The Computational Biology Lab of the HPC Service is focused on the development of new advanced computing solutions using the most modern HPC and big data technologies to solve current challenges in genomic data analysis and visualization. Some of these challenges include big data size, performance, scalability, security, data integration, collaboration, knowledge base, variant annotation, sample annotation, ...
We are interested in developing new algorithms and bioinformatic tools for the analysis of genomic data that enable researchers to understand what biological processes, genes or variants are involved in different phenotypes or diseases. All the software is developed in an open source initiative called OpenCB and is freely available at GitHub https://github.com/opencb. Our main lines of research cover:
- Characterization and analysis of genomic variants
- Next-Generation Sequencing (NGS) data processing and analysis
- Computational Systems Biology
- HPC and big data (Hadoop, Spark) software development for genome scale data analysis
- Machine Learning and Data Mining
- Cloud-based solutions to process and manage large amounts of data
- Databases and Genome scale data visualization.
A few years ago biology entered the big data era. Many other fields of science have been working with big data for some years, but this is a new scenario for biology and most of the software in bioinformatics has not been designed to work with hundreds of TeraBytes or PetaBytes of data. We aim to to close this gap by using the most advanced computing technologies to provide a new generation of HPC and big data software. Some of these technologies include:
- Big data technologies such as Hadoop or Spark to process and analyse big datasets
- High-Performance Computing (HPC) technologies such as AVX2, GPUs, ... to speed-up computing performance
- NoSQL databases such as MongoDB, Solr or HBase allow to store and index hundreds of TBs of data for their analysis and visualization. RESTful web services to make all this data available to applications
- HTML5 and SVG standards to deliver high-end web applications and visualization solutions.
Efficiency Matters. As data size increases in biology, producing efficient computing software is becoming almost as important as getting value from your analysis. Inefficient computation translates to an economic penalty on science (in time, effort and hardware needs).

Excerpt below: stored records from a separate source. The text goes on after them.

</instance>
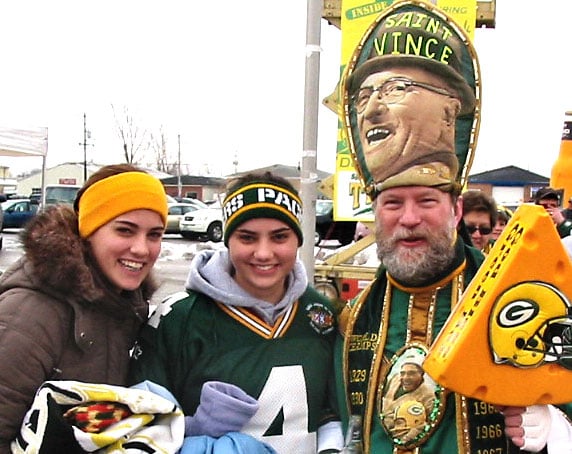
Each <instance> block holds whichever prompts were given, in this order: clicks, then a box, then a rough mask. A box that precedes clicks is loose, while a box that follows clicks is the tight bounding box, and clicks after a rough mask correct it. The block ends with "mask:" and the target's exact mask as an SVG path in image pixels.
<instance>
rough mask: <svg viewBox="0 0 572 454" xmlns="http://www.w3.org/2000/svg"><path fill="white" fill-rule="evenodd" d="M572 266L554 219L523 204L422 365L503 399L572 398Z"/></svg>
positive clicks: (459, 303)
mask: <svg viewBox="0 0 572 454" xmlns="http://www.w3.org/2000/svg"><path fill="white" fill-rule="evenodd" d="M568 295H570V296H572V265H571V263H570V259H569V258H568V255H567V253H566V251H565V249H564V247H563V245H562V242H561V239H560V237H559V235H558V233H557V231H556V228H555V226H554V224H553V223H552V220H551V219H550V217H549V216H548V213H547V212H546V211H545V209H544V208H543V207H541V206H539V205H522V206H521V207H519V208H518V209H517V211H516V212H515V213H514V215H513V217H512V218H511V220H510V221H509V224H508V225H507V226H506V227H505V229H504V231H503V233H502V235H501V236H500V237H499V239H498V240H497V241H496V243H495V245H494V247H493V248H492V250H491V251H490V253H489V255H488V257H487V259H486V260H485V262H484V263H483V264H482V265H481V268H480V269H479V271H478V273H477V275H476V276H475V277H474V279H473V280H472V281H471V283H470V285H469V286H468V287H467V288H466V290H465V292H464V294H463V296H462V298H461V300H460V301H459V303H458V304H457V306H456V307H455V308H454V309H453V312H452V313H451V315H450V317H449V319H448V320H447V322H446V324H445V326H444V327H443V329H442V330H441V332H440V334H439V336H438V337H437V339H436V340H435V342H434V343H433V345H432V347H431V349H430V351H429V354H428V356H427V358H426V359H425V362H424V364H423V368H424V369H425V371H426V372H427V373H428V374H429V375H430V376H431V377H432V378H433V379H434V380H435V381H436V382H438V383H439V384H441V385H442V386H445V387H446V388H449V389H451V390H453V391H456V392H458V393H460V394H463V395H465V396H468V397H474V398H477V399H480V400H483V401H485V402H489V403H493V404H498V405H514V406H522V405H524V406H526V405H533V404H547V403H553V404H557V403H564V402H572V386H569V385H568V384H569V383H572V307H571V303H570V299H569V297H568Z"/></svg>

This lab was founded in 2015 and is led by Ignacio Medina. He started developing most of this work in Joaquin Dopazo's group at CIPF. In 2006 he joined the Department of Bioinformatics and Genomics at the Prince Felipe Research Center, as a Bioinformatician and Researcher, and in 2010 became a Project Manager of several clinical and software development projects. In 2014, he joined EMBL-EBI as a Project Manager and Senior Software Architect in the EBI Variation Team. In 2015, he joined University of Cambridge as Head of the Computational Biology Lab in the HPC Service. His current research interests include HPC and big data software development for genomic-scale data analysis and visualization. He participates in several international projects such as EVA or Genomics England. He has authored more than 40 papers in international peer-reviewed journals.